In other words, the reason we can’t have nice things is because it means very rich people might have to pay one or two percent more of their income in taxes. And that would mean the end of Western civilization as we know it.

I grew up in a nice suburb with a lot of well-off people. They were neighbors, family friends, and their kids were classmates. I’m pretty sure at least one or two of them had fortunes that rivaled the Romneys. But you sure couldn’t tell it by the way they lived. They had nice houses, not huge palatial spreads. They drove Buicks or Ford LTD’s — no one would be caught dead in a Cadillac (even the local funeral home had a hearse built on an Oldsmobile chassis) — and a lot of them did their own gardening and yard work.

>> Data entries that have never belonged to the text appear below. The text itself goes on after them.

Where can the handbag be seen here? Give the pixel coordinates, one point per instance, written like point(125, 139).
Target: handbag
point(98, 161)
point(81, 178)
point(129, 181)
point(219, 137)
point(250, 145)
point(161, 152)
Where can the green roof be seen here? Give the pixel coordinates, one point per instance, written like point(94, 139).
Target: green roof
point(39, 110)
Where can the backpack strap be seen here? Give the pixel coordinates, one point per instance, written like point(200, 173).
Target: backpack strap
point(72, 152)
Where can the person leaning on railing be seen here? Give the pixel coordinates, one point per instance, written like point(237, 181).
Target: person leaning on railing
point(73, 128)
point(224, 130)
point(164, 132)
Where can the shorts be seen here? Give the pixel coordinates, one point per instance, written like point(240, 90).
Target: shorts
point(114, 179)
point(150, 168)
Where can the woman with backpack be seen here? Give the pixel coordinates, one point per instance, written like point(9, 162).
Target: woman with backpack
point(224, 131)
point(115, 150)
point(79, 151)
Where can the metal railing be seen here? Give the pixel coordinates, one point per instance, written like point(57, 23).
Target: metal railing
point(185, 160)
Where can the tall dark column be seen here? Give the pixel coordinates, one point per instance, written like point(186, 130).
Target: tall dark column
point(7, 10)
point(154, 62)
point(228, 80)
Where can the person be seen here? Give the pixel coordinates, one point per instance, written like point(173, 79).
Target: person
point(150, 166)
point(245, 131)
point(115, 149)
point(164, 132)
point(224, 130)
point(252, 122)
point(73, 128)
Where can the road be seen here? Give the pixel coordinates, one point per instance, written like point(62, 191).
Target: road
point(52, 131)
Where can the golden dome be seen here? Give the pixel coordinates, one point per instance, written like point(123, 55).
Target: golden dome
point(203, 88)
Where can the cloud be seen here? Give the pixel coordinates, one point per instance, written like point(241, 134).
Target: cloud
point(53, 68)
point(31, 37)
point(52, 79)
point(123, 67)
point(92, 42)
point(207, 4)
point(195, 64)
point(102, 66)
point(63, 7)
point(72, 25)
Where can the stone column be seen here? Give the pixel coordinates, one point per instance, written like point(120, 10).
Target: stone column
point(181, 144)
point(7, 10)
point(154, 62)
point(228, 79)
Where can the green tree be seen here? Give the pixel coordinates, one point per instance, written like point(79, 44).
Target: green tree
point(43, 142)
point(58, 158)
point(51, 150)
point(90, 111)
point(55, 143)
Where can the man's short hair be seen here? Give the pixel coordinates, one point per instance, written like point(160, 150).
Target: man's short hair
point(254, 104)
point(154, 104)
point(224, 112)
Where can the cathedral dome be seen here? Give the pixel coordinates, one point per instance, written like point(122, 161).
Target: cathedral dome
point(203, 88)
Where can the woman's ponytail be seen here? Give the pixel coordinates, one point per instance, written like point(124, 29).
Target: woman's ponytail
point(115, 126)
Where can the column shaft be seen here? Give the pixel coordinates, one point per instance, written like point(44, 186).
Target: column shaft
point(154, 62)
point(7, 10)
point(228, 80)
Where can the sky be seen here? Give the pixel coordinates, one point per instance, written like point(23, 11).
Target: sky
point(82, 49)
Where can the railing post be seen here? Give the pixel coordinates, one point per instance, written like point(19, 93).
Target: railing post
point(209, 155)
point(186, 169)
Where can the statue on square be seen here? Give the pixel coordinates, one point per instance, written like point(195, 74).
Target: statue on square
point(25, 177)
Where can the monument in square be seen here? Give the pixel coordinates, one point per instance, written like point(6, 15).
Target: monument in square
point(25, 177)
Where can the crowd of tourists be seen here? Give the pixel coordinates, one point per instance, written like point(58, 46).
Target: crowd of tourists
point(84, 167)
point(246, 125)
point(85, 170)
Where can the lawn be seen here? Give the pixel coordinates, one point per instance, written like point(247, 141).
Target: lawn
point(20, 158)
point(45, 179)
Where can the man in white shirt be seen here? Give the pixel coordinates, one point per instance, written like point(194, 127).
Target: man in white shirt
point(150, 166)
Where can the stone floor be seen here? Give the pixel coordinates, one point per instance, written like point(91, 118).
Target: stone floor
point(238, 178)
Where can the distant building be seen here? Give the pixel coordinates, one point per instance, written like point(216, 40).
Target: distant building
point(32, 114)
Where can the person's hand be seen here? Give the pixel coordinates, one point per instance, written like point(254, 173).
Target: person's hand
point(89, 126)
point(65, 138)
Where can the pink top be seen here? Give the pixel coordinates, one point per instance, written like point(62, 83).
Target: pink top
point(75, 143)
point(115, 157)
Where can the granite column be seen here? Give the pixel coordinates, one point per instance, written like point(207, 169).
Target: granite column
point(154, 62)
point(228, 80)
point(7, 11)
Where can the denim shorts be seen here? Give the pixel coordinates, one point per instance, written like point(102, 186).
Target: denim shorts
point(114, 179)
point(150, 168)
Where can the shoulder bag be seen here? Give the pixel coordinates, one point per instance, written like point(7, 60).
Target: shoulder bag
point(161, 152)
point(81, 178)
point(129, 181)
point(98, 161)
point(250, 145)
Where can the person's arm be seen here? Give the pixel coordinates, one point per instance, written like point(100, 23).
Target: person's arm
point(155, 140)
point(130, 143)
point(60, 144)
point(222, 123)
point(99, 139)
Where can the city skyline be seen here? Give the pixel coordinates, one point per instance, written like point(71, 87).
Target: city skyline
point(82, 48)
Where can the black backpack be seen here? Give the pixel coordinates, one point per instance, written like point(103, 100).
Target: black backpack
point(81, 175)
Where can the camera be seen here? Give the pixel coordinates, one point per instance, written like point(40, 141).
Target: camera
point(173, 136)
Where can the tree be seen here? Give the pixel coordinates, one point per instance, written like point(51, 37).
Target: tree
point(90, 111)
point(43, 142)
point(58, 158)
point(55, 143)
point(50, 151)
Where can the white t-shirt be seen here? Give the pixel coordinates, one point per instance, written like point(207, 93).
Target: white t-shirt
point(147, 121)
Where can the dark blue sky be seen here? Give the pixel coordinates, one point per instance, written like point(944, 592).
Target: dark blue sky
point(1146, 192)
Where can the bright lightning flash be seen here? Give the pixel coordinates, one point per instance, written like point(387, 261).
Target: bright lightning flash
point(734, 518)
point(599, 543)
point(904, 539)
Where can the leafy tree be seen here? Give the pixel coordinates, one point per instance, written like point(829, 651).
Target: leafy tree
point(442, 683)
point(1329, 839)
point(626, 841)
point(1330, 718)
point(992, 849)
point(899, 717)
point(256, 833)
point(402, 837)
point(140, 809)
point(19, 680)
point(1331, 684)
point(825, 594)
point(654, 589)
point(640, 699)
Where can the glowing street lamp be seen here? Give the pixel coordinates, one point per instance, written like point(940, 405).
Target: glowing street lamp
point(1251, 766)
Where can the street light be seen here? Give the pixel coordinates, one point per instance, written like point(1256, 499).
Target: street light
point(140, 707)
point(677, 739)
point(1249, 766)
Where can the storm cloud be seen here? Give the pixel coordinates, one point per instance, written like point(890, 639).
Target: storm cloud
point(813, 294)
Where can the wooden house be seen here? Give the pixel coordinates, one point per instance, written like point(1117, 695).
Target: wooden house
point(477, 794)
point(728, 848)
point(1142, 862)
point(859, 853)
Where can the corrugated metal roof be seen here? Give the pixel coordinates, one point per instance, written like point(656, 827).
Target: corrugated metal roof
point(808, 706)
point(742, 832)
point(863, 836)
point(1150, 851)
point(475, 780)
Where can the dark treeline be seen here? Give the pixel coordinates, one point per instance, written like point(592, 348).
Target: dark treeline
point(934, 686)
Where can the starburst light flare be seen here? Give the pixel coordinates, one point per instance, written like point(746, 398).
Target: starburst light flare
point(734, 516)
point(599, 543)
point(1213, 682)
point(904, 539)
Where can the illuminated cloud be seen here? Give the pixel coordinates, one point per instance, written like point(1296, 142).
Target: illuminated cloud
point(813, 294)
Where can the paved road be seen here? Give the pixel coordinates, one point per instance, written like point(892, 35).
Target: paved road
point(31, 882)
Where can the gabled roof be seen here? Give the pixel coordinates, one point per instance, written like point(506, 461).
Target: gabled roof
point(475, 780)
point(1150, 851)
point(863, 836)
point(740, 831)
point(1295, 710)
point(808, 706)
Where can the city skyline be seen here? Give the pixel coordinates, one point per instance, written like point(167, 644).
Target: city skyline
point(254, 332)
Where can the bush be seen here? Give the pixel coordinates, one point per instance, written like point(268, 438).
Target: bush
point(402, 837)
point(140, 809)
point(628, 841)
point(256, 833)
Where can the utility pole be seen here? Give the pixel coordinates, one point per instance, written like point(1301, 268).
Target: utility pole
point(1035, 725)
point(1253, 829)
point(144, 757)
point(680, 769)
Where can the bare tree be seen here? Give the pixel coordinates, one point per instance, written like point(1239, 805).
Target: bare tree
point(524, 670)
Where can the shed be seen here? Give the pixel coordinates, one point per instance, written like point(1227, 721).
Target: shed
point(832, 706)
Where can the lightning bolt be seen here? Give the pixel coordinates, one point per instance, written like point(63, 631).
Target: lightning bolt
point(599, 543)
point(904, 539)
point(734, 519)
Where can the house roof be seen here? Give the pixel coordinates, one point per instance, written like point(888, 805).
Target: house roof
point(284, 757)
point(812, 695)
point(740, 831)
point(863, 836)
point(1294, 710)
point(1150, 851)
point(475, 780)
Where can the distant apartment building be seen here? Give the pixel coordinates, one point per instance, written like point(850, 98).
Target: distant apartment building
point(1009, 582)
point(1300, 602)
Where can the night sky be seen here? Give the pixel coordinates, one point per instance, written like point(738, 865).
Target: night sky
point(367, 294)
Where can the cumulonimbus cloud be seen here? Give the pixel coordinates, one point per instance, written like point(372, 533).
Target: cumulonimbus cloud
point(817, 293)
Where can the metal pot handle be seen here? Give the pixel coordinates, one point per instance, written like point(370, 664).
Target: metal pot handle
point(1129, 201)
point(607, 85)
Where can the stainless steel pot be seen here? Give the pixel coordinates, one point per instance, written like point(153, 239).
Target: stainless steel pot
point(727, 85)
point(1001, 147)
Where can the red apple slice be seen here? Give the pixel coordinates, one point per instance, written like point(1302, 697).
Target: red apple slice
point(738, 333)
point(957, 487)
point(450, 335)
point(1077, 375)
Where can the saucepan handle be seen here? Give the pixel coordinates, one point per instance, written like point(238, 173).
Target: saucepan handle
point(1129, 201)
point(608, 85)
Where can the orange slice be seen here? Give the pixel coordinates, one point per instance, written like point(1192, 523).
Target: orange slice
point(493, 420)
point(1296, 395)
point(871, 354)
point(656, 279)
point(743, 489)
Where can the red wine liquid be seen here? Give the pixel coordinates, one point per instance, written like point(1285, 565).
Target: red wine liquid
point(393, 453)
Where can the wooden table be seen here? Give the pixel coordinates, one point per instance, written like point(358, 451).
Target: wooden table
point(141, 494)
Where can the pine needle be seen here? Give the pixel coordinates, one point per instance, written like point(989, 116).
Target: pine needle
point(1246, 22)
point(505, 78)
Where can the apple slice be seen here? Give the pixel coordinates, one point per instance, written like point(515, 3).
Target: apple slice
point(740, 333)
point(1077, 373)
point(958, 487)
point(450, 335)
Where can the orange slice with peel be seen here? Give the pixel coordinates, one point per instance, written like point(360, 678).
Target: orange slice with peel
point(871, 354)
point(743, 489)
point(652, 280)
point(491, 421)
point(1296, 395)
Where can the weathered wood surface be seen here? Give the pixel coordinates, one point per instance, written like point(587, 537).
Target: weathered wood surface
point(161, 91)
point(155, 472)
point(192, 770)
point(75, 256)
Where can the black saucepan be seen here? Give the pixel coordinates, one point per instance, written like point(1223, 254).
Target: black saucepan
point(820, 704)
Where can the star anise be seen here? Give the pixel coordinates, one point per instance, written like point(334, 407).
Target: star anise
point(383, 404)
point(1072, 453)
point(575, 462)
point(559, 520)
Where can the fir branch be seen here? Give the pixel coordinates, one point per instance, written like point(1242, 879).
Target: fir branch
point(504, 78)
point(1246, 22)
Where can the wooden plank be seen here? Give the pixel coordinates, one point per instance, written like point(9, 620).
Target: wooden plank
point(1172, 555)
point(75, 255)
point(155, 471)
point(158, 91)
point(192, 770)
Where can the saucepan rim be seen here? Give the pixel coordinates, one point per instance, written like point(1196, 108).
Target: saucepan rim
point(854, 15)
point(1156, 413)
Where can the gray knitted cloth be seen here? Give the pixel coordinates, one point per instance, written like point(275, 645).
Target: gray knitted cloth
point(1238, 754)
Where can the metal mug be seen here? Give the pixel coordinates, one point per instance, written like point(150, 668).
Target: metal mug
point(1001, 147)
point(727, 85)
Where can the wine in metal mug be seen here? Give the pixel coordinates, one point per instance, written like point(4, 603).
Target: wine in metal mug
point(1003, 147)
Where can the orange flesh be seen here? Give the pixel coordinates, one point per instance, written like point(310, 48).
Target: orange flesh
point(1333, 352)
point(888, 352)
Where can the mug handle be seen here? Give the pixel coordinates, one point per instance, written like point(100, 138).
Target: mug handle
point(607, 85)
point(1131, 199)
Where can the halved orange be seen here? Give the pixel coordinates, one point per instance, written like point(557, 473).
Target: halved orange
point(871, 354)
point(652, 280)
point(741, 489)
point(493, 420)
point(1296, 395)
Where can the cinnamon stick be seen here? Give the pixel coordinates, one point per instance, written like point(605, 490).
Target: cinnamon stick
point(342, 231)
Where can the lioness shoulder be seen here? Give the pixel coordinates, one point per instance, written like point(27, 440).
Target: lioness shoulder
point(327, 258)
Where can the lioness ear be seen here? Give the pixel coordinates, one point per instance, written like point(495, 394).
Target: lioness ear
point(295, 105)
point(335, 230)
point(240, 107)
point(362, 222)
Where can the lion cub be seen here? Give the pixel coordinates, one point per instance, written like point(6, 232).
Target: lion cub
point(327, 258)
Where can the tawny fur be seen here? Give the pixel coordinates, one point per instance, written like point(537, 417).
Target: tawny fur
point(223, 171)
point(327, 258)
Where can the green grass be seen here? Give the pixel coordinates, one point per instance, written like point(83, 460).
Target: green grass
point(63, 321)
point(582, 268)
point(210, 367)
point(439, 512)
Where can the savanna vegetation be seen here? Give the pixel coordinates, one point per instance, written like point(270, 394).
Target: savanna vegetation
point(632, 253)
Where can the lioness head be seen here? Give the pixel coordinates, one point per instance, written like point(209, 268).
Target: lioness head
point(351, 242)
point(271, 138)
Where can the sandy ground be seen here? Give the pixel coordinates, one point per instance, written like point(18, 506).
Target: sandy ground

They also gave back to the community, doing work for charities that benefited all of society, and they did it with very little public recognition. Signs of ostentation and conspicuous consumption were considered to be, as my mother put it, tacky.

People who flaunt their wealth are asking for scorn and derision. It’s not that the 99% are jealous or envious; it is the lack of self-awareness that showing off your extravagance might be considered boorish. And in a time when the economy of just about everyone else is suffering, talking casually about the number of homes you own, the number of Cadillacs you drive, or the tax write-off you get on a horse is just plain gauche. It doesn’t mean you have to live in a shanty, but it might be a good idea to understand why the people who do live in them might not want to hear about it. And it is especially grating when they know that you earned a lot of that money by screwing over people and sending their jobs to other countries.

It’s ridiculous to whine about class warfare when you don’t have any to begin with.